Pour quiconque vit dans la moitié est des États-Unis, la mi-mai se comporte comme le milieu de l’été. Une canicule prématurée a battu des records.

Regardez Boston. Mardi a atteint 96 F. Le record pour cette date ? 90 F en 1947. L’aéroport de Dulles, près de Washington, a enregistré 94 F, battant son propre record du 19 mai de 92 F. Philadelphie a atteint 96 F lundi. Le record précédent était de 94 F en 1962, il tenait à peine la ligne avant cela.

Quelle est la cause de cela ?

Une crête à haute pression.

Plus précisément le High des Bermudes. Il surplombe l’Atlantique, à l’est de l’Amérique du Nord, dirigeant les ouragans en été, mais attirant actuellement de l’air chaud et humide du sud dans le sens des aiguilles d’une montre.

Pourquoi c’est plus important que simplement “l’été arrive tôt”

Ce n’est pas aussi brutal que la canicule à trois chiffres qui a frappé le sud-ouest en mars. Les températures du centre de l’Atlantique jusqu’au nord-est se situent toujours dans les années 90. Bien en avance sur le calendrier.

L’humidité augmente également.

Les points de rosée se situent dans les années 60. Marc Chenard, météorologue au NWS Weather Prediction Center, note qu’il s’agit du niveau le plus élevé de cette année. Cela ne battra pas les chiens plus tard dans l’été, mais pour le mois de mai, c’est significatif.

Les risques pour la santé sont pourtant réels. Les gens ne sont pas acclimatés. La chaleur du début de l’année vous prend au dépourvu. L’outil NWS HeatRisk montre une zone à risque « majeure » – deuxième catégorie la plus élevée – de Washington DC jusqu’à Boston.

Le pire ? Les minimums nocturnes restent chauds. Votre corps ne peut pas se refroidir. Il n’y a pas de récupération.

“Des températures nocturnes relativement élevées signifient que votre corps n’a pas la possibilité de se rafraîchir et de récupérer”, a déclaré Chenard.

Le changement climatique appuie ici sur la pédale.

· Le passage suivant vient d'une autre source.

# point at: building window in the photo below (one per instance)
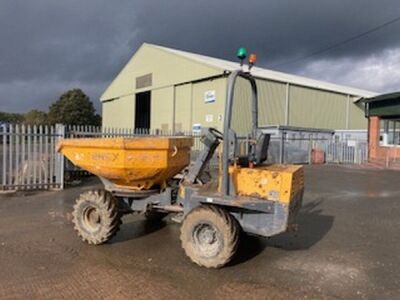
(391, 133)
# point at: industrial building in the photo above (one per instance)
(383, 113)
(174, 91)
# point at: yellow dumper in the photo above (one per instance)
(151, 175)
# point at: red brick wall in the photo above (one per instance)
(375, 151)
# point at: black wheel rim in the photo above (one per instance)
(207, 240)
(91, 219)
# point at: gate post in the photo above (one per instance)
(59, 167)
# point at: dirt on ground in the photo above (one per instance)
(347, 247)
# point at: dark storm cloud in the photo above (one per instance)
(49, 46)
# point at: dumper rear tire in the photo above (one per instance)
(96, 217)
(210, 236)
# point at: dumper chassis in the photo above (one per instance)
(246, 195)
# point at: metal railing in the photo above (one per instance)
(28, 158)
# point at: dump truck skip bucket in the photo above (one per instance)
(136, 163)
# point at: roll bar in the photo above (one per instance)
(225, 190)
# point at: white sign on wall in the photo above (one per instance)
(196, 128)
(209, 96)
(209, 118)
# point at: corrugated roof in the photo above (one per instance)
(229, 66)
(383, 97)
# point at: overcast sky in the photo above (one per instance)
(48, 46)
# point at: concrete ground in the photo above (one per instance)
(347, 247)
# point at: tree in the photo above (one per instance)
(35, 117)
(73, 108)
(11, 117)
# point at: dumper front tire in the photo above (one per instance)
(96, 217)
(210, 236)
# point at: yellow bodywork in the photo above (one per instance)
(134, 163)
(276, 182)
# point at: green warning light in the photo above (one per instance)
(241, 53)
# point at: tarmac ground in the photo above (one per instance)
(347, 247)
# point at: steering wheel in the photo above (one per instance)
(218, 134)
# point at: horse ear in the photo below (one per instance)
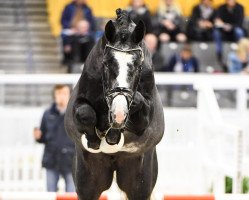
(138, 33)
(110, 31)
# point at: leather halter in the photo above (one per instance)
(128, 93)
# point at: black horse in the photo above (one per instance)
(115, 116)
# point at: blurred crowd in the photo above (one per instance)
(81, 30)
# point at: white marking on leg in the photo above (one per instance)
(107, 148)
(84, 143)
(123, 60)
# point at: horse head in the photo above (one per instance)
(122, 65)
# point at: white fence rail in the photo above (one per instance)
(210, 122)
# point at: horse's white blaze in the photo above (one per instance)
(119, 108)
(123, 59)
(131, 148)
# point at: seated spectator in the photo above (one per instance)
(74, 12)
(169, 18)
(239, 61)
(139, 11)
(79, 44)
(151, 42)
(183, 62)
(228, 25)
(200, 26)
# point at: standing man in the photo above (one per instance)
(59, 149)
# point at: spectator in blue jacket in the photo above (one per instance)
(228, 25)
(183, 62)
(238, 62)
(59, 149)
(74, 12)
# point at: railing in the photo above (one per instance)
(211, 120)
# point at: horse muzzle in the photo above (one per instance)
(119, 111)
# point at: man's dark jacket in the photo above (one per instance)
(59, 149)
(235, 16)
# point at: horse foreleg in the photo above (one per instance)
(85, 120)
(92, 175)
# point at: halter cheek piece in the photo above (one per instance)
(128, 93)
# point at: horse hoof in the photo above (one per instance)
(93, 145)
(107, 148)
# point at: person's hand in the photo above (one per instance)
(219, 23)
(202, 24)
(164, 37)
(67, 48)
(227, 27)
(246, 70)
(168, 24)
(37, 133)
(208, 24)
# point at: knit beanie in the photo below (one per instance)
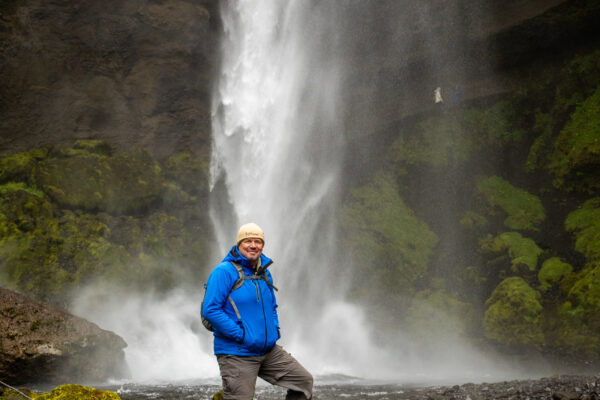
(250, 230)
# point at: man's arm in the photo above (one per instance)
(275, 316)
(219, 286)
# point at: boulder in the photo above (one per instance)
(43, 344)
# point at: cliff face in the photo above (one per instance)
(138, 73)
(39, 343)
(135, 73)
(495, 190)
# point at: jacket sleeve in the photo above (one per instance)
(219, 286)
(275, 316)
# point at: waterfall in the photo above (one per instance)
(278, 145)
(282, 120)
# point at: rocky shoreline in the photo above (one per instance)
(562, 387)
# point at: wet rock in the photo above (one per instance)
(44, 344)
(564, 396)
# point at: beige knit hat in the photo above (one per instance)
(250, 230)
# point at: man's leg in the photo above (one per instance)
(239, 376)
(281, 369)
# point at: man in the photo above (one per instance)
(245, 323)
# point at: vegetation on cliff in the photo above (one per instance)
(72, 215)
(512, 244)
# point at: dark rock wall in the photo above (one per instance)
(136, 73)
(40, 343)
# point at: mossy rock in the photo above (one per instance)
(77, 392)
(525, 210)
(572, 334)
(100, 147)
(513, 314)
(473, 220)
(493, 126)
(521, 250)
(437, 142)
(584, 298)
(127, 182)
(577, 148)
(20, 166)
(433, 311)
(552, 271)
(387, 234)
(585, 223)
(23, 206)
(12, 394)
(189, 172)
(218, 396)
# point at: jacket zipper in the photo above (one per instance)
(262, 303)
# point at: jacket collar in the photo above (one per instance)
(234, 255)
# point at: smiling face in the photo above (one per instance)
(251, 248)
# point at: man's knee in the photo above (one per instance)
(295, 395)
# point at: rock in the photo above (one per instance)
(64, 392)
(564, 396)
(43, 344)
(76, 392)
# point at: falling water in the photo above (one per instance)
(278, 148)
(282, 122)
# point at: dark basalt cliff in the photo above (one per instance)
(40, 343)
(136, 73)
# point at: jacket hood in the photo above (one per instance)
(234, 255)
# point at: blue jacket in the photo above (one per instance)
(257, 331)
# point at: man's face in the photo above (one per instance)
(251, 249)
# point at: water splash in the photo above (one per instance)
(278, 148)
(279, 130)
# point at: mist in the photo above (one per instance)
(302, 89)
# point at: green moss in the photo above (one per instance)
(100, 147)
(585, 223)
(12, 394)
(15, 186)
(472, 220)
(437, 142)
(19, 167)
(128, 182)
(435, 311)
(585, 298)
(521, 250)
(513, 314)
(218, 396)
(552, 271)
(572, 335)
(189, 173)
(577, 148)
(77, 392)
(493, 126)
(525, 211)
(385, 233)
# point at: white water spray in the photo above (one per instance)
(278, 148)
(278, 126)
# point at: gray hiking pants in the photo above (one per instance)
(277, 367)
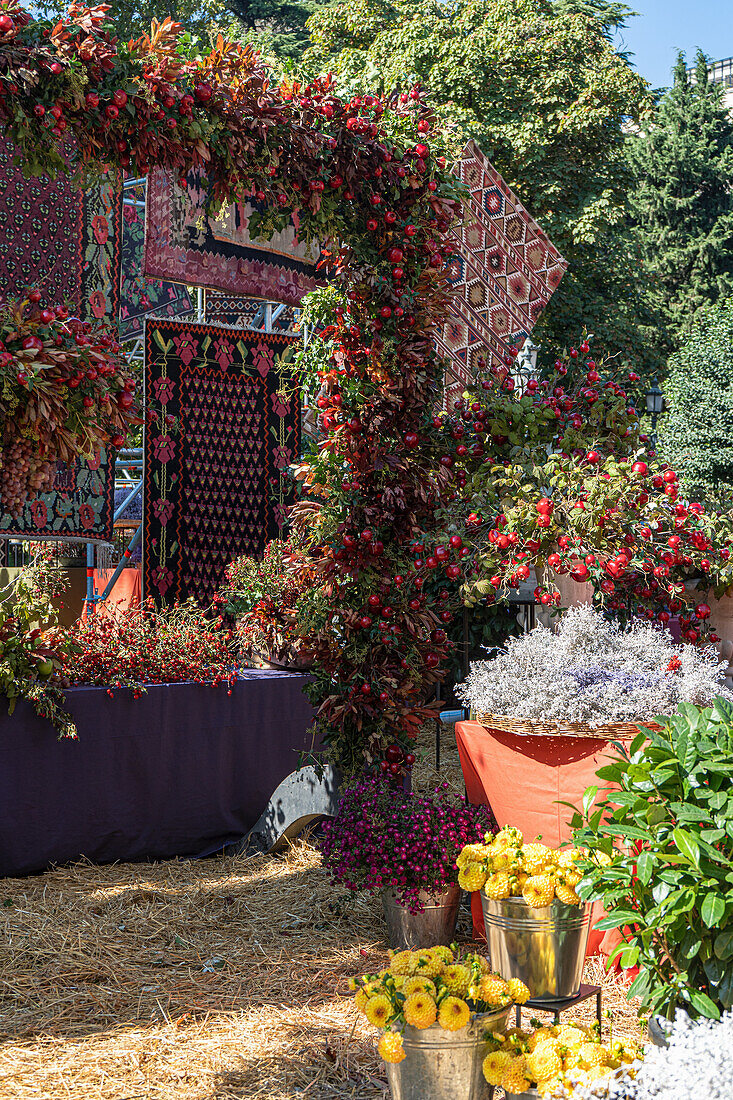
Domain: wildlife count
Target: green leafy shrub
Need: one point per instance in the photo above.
(669, 884)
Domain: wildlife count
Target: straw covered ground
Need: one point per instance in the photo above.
(217, 979)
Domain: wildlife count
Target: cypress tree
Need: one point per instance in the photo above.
(682, 202)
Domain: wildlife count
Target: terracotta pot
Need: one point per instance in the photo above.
(572, 593)
(286, 662)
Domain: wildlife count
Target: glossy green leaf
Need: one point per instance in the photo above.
(687, 845)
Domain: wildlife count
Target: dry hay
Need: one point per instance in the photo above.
(215, 979)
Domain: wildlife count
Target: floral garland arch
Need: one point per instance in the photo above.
(389, 485)
(369, 178)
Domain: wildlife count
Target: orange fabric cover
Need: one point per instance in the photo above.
(127, 591)
(522, 779)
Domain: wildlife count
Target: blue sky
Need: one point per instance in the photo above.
(664, 26)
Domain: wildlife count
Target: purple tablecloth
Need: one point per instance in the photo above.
(181, 771)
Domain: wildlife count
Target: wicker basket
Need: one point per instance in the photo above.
(535, 727)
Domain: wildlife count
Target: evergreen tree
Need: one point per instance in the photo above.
(682, 201)
(540, 88)
(696, 435)
(276, 28)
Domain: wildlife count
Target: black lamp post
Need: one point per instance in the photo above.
(655, 405)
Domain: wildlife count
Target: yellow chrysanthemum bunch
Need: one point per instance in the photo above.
(550, 1057)
(506, 867)
(430, 986)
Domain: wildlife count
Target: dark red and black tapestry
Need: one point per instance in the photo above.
(226, 428)
(79, 506)
(185, 244)
(62, 240)
(142, 296)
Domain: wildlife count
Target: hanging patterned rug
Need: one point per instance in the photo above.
(222, 308)
(62, 240)
(226, 427)
(184, 244)
(503, 274)
(80, 505)
(142, 296)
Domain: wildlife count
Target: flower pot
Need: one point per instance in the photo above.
(544, 947)
(435, 925)
(658, 1030)
(441, 1065)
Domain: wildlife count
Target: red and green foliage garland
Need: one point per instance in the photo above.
(368, 179)
(389, 484)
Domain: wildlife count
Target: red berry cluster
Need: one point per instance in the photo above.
(145, 646)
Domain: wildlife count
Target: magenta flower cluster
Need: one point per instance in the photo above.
(383, 837)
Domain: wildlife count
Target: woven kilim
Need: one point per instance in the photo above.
(185, 245)
(141, 296)
(62, 240)
(503, 275)
(222, 308)
(226, 428)
(79, 506)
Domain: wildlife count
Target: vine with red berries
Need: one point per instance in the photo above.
(65, 389)
(389, 482)
(369, 182)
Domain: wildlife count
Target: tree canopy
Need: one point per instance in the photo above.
(682, 200)
(276, 28)
(697, 433)
(548, 99)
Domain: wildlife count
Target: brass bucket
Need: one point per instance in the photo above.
(442, 1065)
(435, 925)
(545, 947)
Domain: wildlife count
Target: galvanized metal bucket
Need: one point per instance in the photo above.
(435, 925)
(545, 947)
(441, 1065)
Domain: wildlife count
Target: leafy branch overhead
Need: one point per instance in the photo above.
(668, 832)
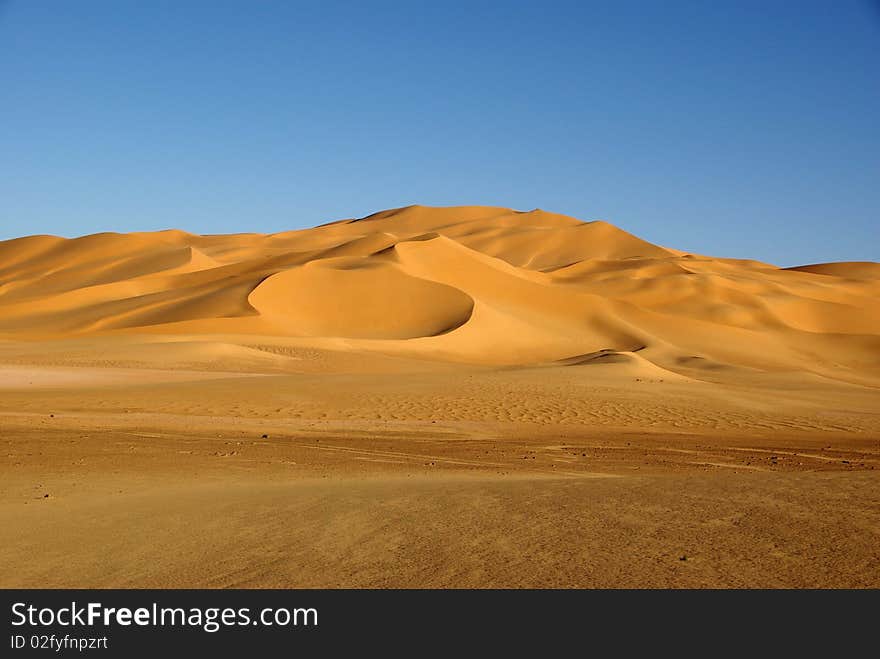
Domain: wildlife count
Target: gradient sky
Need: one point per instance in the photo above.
(741, 128)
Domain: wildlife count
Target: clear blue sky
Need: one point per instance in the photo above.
(742, 128)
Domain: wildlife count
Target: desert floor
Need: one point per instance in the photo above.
(359, 470)
(434, 397)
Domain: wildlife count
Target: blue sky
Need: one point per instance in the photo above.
(745, 128)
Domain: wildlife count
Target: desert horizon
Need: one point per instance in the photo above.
(434, 397)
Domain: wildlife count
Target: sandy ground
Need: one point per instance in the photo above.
(434, 398)
(549, 477)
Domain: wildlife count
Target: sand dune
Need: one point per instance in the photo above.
(434, 397)
(469, 284)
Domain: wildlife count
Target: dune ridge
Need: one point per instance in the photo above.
(478, 285)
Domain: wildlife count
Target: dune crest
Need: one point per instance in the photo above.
(482, 285)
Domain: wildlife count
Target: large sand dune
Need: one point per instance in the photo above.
(434, 397)
(471, 284)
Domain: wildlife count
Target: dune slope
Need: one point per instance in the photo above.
(479, 285)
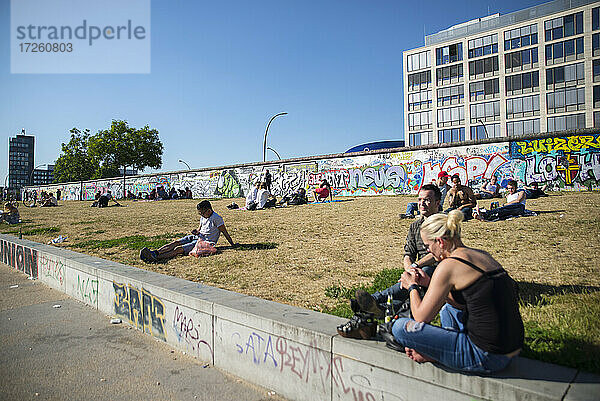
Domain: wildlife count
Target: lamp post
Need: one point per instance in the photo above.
(188, 166)
(484, 127)
(266, 132)
(274, 151)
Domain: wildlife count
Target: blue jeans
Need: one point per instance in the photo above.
(514, 209)
(449, 345)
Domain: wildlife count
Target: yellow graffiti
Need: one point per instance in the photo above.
(570, 144)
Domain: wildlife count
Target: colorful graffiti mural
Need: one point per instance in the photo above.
(567, 163)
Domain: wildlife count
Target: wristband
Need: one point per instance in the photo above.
(412, 287)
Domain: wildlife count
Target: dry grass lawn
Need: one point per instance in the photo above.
(303, 250)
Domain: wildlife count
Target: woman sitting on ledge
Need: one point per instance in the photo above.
(481, 328)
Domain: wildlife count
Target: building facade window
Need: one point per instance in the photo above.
(596, 96)
(451, 135)
(488, 111)
(418, 61)
(483, 90)
(565, 100)
(451, 116)
(449, 75)
(488, 131)
(563, 27)
(420, 120)
(562, 123)
(450, 95)
(483, 68)
(520, 37)
(567, 50)
(483, 46)
(420, 138)
(521, 60)
(448, 54)
(563, 76)
(523, 127)
(526, 82)
(526, 106)
(419, 81)
(419, 100)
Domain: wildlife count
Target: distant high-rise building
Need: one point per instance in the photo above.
(530, 71)
(20, 160)
(43, 176)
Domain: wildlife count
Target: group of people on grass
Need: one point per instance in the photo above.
(480, 330)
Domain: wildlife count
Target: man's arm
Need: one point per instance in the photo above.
(223, 229)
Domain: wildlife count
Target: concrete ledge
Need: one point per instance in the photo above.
(294, 351)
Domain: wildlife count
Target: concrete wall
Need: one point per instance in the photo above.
(564, 161)
(294, 351)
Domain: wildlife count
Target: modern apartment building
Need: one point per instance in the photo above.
(526, 72)
(20, 160)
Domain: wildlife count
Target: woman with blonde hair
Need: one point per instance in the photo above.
(481, 327)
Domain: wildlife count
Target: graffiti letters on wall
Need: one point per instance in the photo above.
(562, 162)
(571, 163)
(140, 308)
(19, 257)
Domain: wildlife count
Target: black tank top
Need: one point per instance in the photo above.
(493, 321)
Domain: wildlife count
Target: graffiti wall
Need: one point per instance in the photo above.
(564, 163)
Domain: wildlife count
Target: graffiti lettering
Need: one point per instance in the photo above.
(548, 145)
(187, 331)
(87, 289)
(140, 308)
(53, 269)
(19, 257)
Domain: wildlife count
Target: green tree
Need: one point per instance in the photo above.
(75, 162)
(123, 146)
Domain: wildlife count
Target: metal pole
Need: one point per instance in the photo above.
(266, 132)
(188, 166)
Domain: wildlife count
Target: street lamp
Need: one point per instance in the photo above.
(188, 166)
(266, 132)
(274, 151)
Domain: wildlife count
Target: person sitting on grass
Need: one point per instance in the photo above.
(461, 197)
(296, 198)
(514, 206)
(10, 215)
(49, 201)
(210, 227)
(481, 327)
(264, 199)
(490, 190)
(323, 191)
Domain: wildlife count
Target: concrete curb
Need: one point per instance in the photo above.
(294, 351)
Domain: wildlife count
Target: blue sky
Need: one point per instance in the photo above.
(220, 70)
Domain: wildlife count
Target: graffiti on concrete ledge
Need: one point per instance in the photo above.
(142, 309)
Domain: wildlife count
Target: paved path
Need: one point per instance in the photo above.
(74, 353)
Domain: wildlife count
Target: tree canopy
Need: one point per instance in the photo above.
(75, 162)
(101, 155)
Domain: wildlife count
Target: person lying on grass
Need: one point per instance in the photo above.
(481, 327)
(514, 206)
(210, 228)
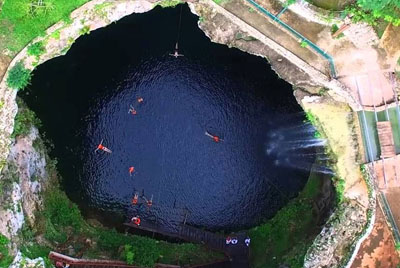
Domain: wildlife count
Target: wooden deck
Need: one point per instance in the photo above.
(386, 139)
(85, 263)
(238, 253)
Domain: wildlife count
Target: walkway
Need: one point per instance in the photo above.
(238, 253)
(85, 263)
(93, 263)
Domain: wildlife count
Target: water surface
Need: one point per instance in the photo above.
(84, 97)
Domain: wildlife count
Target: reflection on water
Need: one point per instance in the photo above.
(85, 97)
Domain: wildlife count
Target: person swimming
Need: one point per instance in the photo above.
(149, 202)
(135, 199)
(132, 110)
(136, 220)
(215, 138)
(102, 148)
(131, 170)
(176, 52)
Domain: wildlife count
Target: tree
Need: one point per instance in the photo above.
(389, 10)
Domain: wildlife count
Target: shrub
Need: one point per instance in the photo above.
(128, 254)
(18, 77)
(60, 211)
(24, 120)
(169, 3)
(5, 258)
(84, 30)
(36, 49)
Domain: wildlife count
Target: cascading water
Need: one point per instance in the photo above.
(297, 146)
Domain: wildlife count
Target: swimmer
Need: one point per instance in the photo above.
(149, 202)
(135, 199)
(247, 241)
(176, 52)
(215, 138)
(132, 110)
(136, 220)
(102, 147)
(131, 170)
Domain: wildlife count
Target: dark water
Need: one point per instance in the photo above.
(84, 97)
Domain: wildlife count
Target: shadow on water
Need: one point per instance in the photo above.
(84, 97)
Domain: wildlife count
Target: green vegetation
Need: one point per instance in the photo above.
(169, 3)
(372, 11)
(5, 258)
(23, 20)
(339, 187)
(18, 77)
(334, 29)
(311, 118)
(36, 49)
(285, 238)
(61, 223)
(84, 30)
(389, 10)
(289, 2)
(24, 120)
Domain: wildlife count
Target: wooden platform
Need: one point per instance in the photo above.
(84, 263)
(238, 253)
(386, 139)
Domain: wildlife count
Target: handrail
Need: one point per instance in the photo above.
(390, 217)
(299, 35)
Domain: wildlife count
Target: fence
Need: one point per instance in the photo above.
(300, 36)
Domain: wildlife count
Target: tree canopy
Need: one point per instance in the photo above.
(389, 10)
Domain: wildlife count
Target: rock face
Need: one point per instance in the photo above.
(22, 262)
(345, 224)
(26, 177)
(25, 170)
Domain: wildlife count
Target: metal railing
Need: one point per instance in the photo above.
(389, 217)
(300, 36)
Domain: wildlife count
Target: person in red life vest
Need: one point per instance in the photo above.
(135, 199)
(131, 170)
(149, 202)
(132, 110)
(61, 265)
(102, 148)
(215, 138)
(136, 220)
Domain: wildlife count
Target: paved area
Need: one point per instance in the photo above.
(388, 169)
(378, 250)
(243, 10)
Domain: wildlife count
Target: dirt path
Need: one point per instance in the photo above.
(378, 249)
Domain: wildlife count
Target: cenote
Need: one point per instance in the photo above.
(84, 97)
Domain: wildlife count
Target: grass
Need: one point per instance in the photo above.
(36, 49)
(285, 238)
(61, 224)
(5, 258)
(18, 77)
(61, 221)
(334, 29)
(169, 3)
(23, 20)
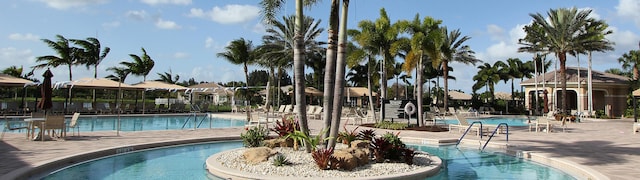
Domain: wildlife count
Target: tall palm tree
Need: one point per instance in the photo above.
(141, 65)
(67, 55)
(454, 50)
(381, 37)
(240, 52)
(168, 77)
(631, 62)
(426, 39)
(488, 75)
(564, 31)
(93, 55)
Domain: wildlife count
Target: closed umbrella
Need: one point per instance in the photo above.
(45, 91)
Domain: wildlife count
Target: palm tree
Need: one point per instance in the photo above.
(453, 50)
(382, 38)
(240, 52)
(487, 77)
(631, 62)
(426, 39)
(168, 77)
(564, 31)
(93, 56)
(67, 55)
(141, 65)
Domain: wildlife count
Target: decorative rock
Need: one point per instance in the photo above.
(349, 161)
(360, 144)
(258, 154)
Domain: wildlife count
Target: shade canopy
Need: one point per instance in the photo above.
(158, 85)
(7, 80)
(100, 83)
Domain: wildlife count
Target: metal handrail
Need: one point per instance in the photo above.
(469, 128)
(494, 132)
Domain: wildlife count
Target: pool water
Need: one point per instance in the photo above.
(145, 123)
(188, 161)
(511, 121)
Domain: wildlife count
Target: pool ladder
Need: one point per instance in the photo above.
(481, 134)
(195, 110)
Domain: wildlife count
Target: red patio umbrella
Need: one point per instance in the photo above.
(45, 91)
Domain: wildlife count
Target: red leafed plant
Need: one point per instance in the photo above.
(322, 157)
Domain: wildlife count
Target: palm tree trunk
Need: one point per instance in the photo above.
(563, 75)
(330, 69)
(340, 71)
(298, 71)
(369, 86)
(419, 91)
(445, 69)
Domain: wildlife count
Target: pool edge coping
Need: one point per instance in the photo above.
(38, 169)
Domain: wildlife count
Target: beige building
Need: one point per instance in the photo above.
(609, 93)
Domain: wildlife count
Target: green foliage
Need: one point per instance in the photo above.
(281, 160)
(286, 126)
(390, 125)
(322, 157)
(254, 136)
(347, 136)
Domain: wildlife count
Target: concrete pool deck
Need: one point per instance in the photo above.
(606, 146)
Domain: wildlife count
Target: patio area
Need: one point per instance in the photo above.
(606, 146)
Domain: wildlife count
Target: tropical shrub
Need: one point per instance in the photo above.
(254, 136)
(281, 160)
(286, 126)
(322, 157)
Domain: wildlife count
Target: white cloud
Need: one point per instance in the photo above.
(181, 55)
(229, 14)
(137, 15)
(113, 24)
(165, 24)
(11, 56)
(629, 9)
(176, 2)
(67, 4)
(23, 37)
(495, 31)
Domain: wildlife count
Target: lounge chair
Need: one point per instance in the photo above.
(73, 124)
(463, 125)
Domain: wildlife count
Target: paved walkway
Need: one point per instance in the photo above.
(606, 146)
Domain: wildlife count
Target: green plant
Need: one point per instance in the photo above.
(281, 160)
(348, 136)
(367, 134)
(390, 125)
(254, 136)
(322, 157)
(297, 137)
(286, 126)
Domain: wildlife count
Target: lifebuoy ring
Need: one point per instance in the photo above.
(409, 108)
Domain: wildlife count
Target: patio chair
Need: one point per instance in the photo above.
(463, 125)
(73, 124)
(10, 125)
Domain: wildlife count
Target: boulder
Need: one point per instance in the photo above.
(360, 144)
(258, 154)
(348, 160)
(278, 142)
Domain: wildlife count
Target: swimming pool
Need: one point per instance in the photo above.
(146, 123)
(511, 121)
(187, 162)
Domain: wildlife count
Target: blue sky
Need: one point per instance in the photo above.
(184, 35)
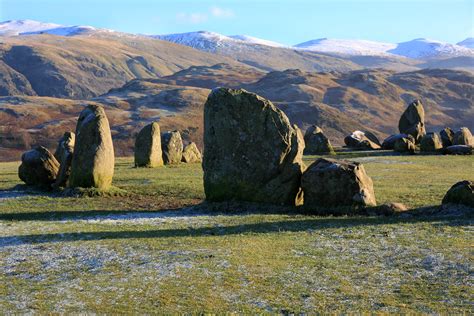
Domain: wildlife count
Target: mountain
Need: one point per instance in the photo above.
(468, 42)
(264, 57)
(29, 27)
(347, 47)
(422, 48)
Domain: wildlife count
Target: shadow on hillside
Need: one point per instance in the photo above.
(295, 225)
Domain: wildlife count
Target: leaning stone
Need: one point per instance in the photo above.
(389, 142)
(148, 147)
(93, 159)
(332, 183)
(461, 193)
(362, 141)
(458, 150)
(251, 151)
(64, 153)
(172, 147)
(463, 137)
(431, 143)
(191, 154)
(38, 167)
(447, 137)
(316, 142)
(412, 121)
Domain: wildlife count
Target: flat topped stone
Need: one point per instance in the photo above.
(251, 151)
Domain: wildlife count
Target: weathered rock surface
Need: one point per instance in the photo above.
(64, 153)
(362, 140)
(412, 121)
(93, 159)
(172, 147)
(389, 142)
(461, 193)
(148, 147)
(431, 142)
(405, 145)
(316, 142)
(463, 137)
(251, 151)
(38, 167)
(447, 137)
(458, 150)
(332, 183)
(191, 154)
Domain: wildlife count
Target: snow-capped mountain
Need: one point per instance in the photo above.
(346, 47)
(424, 48)
(468, 42)
(29, 27)
(255, 40)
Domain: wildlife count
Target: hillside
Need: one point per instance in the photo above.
(82, 67)
(339, 102)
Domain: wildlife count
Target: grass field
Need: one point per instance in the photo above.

Les vagues de chaleur deviennent plus fortes, plus longues et plus fréquentes. Ils saignent également au printemps et à l’automne. Un outil de Climate Central indique que cet épisode de chaleur spécifique est deux à cinq fois plus probable en raison du seul changement climatique.

Alors combien de temps avant que le soulagement arrive ?

De courte durée pour le nord. Un front froid indirect arrive mercredi. Tout d’abord, un front traditionnel du nord-ouest frappe, puis les vents tournent vers le nord-est. Cet interrupteur renforce le froid et maintient la chaleur à distance pour le centre de l’Atlantique et le nord-est.

Le Sud-Est ne s’en sort pas gratuitement. La sécheresse y continue. Les risques d’incendies de forêt augmentent car la température reste étouffante.

Pourquoi se plaint-on autant d’une chaleur qui n’a même pas atteint les niveaux de juillet ? Peut-être que nous ne le méritons pas.